Doch zurück zu dem FAZ-Artikel von Hau und Hege: Sie betrachten kritisch das von Vertretern der deutschen und internationalen Bankenverbänden, aber auch von Politikern gebrauchte Argument, „mit der ‚Staatenrettung‘ werde das Anlagevermögen von Normalbürgern, wie zum Beispiel deren private Lebensversicherungen, geschützt. Angesichts der tatsächlichen Besitzverteilung von Finanzanlagen findet stattdessen eine gewaltige Umverteilung von Steuerzahlern hin zu überwiegend reichen Finanzmarktinvestoren statt.“ Wenn das stimmt, und was spräche dagegen, dann handeln, entscheiden also sowohl die Bundesregierung wie die sogenannte „Opposition“ nicht im Interesse und zum Nutzen des Volkes, sondern im Interesse und zum Nutzen einer ebenso kleinen wie mächtigen Schicht nationaler und internationaler Finanzmarktinvestoren.

Wenn das stimmt, und was spräche dagegen, dann brechen nicht nur fast alle derzeitig politischen Verantwortlichen ihren Wählerauftrag und Amtseid, sondern schaden - ob nun wissentlich oder nicht – in geradezu ungeheuerlicher Weise Deutschland und dem deutschen Volk. Als ob es damit nicht schon mehr als genug wäre, soll und wird durch die kommende Inflationierung der Schaden noch ins Gigantische wachsen. Das Flächenbombardement der Alliierten im Zweiten Weltkrieg hat zerstörte Städte, unzählige Menschenleben und unschätzbare materielle und kulturelle Verluste verursacht. Das kommende Flächenbombardement der Inflationierung wird die Wirkung einer unheimlichen Waffe haben: Die Kulissen bleiben unbeschädigt, doch dahinter wird sich Verzweiflung und Chaos breitmachen, wenngleich „nur“ für die Mehrheit des Volkes.
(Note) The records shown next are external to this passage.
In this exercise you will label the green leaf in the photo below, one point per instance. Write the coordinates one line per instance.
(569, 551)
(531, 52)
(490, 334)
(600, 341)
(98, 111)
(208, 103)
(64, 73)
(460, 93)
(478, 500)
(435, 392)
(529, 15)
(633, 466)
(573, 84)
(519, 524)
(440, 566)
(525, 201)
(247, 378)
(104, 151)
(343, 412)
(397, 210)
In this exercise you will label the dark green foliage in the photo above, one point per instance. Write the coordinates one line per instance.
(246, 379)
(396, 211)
Die Ökonomie-Professoren Hau und Hege zeigen in dem FAZ-Artikel sehr überzeugend die Vorteile eines Schuldenschnitts, wobei sie vier Punkte aufzählen: „ - In einer geordneten Insolvenz tragen Anleger die Folgen ihres privaten Investitionsrisikos, was zur Vorsicht bei zukünftigen Anlageentscheidungen erzieht. Bei einer Schuldenvergemeinschaftung ist dies nicht der Fall. - Ein rechtzeitiger Schuldenschnitt verteilt Lasten auch auf Investoren außerhalb der Eurozone. – In einem Schuldenschnitt werden die Kosten hauptsächlich von wohlhabenden Finanzinvestoren getragen. Werden Schulden hingegen vergemeinschaftet, tragen die Steuerzahler der Eurozone die Last, wobei die Masse des Steueraufkommens auf die Mittelschicht entfällt. – Ein Schuldenschnitte kann so strukturiert werden, dass Kleinanleger (bis zu einem gewissen Höchstbetrag) besonders geschützt werden.“

Zudem weisen die Verfasser darauf hin: „Eine geordnete Staatsinsolvenz unterbindet kurzfristig den Kapitalmarktzugang, was jedoch eine automatische Verpflichtung zu strikter Haushaltsdisziplin bedeutet.“ Bekanntlich fürchten Parteien und Politiker aller Couleur nichts so sehr wie strikte Haushaltsdisziplin. Hau und Hege sehen noch einen weiteren Vorteil in der Staatsinsolvenz: „Sie reduziert die notwendigen Kapitalzuschüsse aus den Partnerländern und die Transferzahlungen an diese nach der Umschuldung; eine das politische Klima vergiftende externe Kontrolle kann weniger einschneidend ausfallen.“ Angesichts der Bilder aus Athen mit antideutschen Parolen ist das kein vernachlässigbares Argument.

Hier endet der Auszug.